Pathogen detection in animals can be divided into either direct detection of the pathogen, or detection of evidence that the pathogen has been there. The latter generally refers to the detection of an immune response, most commonly antibodies. Detection of the pathogen can be further divided into detection of genome, protein or, in the case of viruses, by isolation of the virus. They may sound similar, but in reality it’s not. When it’s stated that a virus was detected by PCR, it can be argued that live virus was not being detected, but actually only a fragment. This may sound trivial, and in many cases PCR positive and virus positive equate, but it is of significance if say an unknown species of blood-sucking insect is responsible for spreading a virus from animal to animal. Any insect that has fed on a viraemic host can potentially be positive for the virus according to PCR, regardless of whether it is capable of supporting virus replication, or even if the virus is still ‘live’. We found a similar scenario with Foot and Mouth Disease Virus - some samples which were negative for live virus were positive by ELISA and/or real-time RT-PCR (detecting the proteins or genome respectively of viruses that had fallen apart in acidic conditions and were no longer infectious). What does this mean regarding whether an animal is infectious? Assuming the absence of contamination, and in the case of FMDV, genome in a clinical sample probably means the animal was infectious. No virus, no genome. On the other hand, it is well established for Bluetongue virus that animals can frequently be positive for RNA by RT-PCR, but non-infectious for biting midges.  
  
And characterisation? Does a PCR assay suggesting a virus is of serotype X categorically mean it is a virus with serotype X? Well, probably. But whilst a PCR assay detects the genomic sequence, a serotype reflects the expressed form of the genome, i.e. the phenotype. Perhaps this is pedantic, but chimpanzees are 95-99% identical to humans – a PCR assay might easily suggest they are the same, but ultimately they are different. Serotype classically refers to protection against an identical serotype, which by definition refers to serum, i.e. antibodies, and antibodies generally recognise protein.  The advent of sequencing has increased the precision of this and now the aim is to combine the two using mathematical modelling such that serotype is accurately predicted by the genomic sequence.

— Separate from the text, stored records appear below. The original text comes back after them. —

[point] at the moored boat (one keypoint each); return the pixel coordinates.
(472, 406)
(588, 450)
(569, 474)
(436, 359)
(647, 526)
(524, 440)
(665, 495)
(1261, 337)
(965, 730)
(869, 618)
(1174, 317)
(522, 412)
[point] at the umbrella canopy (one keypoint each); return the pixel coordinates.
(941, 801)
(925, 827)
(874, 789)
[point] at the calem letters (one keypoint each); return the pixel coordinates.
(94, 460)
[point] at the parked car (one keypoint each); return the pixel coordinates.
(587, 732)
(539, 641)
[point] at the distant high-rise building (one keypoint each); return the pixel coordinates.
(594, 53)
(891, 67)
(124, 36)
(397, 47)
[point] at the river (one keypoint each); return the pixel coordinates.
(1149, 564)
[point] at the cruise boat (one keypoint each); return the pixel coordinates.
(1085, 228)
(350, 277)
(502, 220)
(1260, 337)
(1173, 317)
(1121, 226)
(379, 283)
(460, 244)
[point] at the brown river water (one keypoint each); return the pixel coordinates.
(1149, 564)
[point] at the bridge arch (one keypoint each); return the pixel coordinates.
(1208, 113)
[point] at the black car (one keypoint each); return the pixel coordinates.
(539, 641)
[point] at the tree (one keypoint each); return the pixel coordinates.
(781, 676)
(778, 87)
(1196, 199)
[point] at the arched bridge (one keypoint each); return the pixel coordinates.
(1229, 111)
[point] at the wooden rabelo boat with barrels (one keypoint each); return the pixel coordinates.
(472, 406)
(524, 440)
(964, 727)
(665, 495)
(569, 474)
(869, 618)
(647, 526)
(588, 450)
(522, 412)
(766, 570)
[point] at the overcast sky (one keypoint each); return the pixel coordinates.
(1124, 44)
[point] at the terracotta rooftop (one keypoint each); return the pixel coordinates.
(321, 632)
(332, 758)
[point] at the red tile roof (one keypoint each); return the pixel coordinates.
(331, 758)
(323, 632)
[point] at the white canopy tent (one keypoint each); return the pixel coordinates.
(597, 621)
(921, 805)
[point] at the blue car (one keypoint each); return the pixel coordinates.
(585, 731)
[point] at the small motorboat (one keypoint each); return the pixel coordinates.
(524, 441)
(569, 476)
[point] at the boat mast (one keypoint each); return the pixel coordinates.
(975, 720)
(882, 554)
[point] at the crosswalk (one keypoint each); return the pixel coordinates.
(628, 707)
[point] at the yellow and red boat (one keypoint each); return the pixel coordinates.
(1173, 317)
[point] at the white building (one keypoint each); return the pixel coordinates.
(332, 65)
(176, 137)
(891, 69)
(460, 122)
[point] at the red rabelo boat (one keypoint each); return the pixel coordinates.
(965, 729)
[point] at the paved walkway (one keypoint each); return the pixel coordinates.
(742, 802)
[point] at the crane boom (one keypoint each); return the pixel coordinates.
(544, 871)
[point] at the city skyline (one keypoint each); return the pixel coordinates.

In the future, virus diagnostics may well involve simply sequencing everything in a sample, resulting in the full spectrum of pathogens present – the equivalent of a deep-sea trawler compared to fishing with a rod and some bait. As such metagenomics approaches expand an enticing prospect is the derivation of a prognosis based upon the molecular signatures present.

Ultimately though, if you’re interpreting diagnostics results, you need to know what you’re looking at!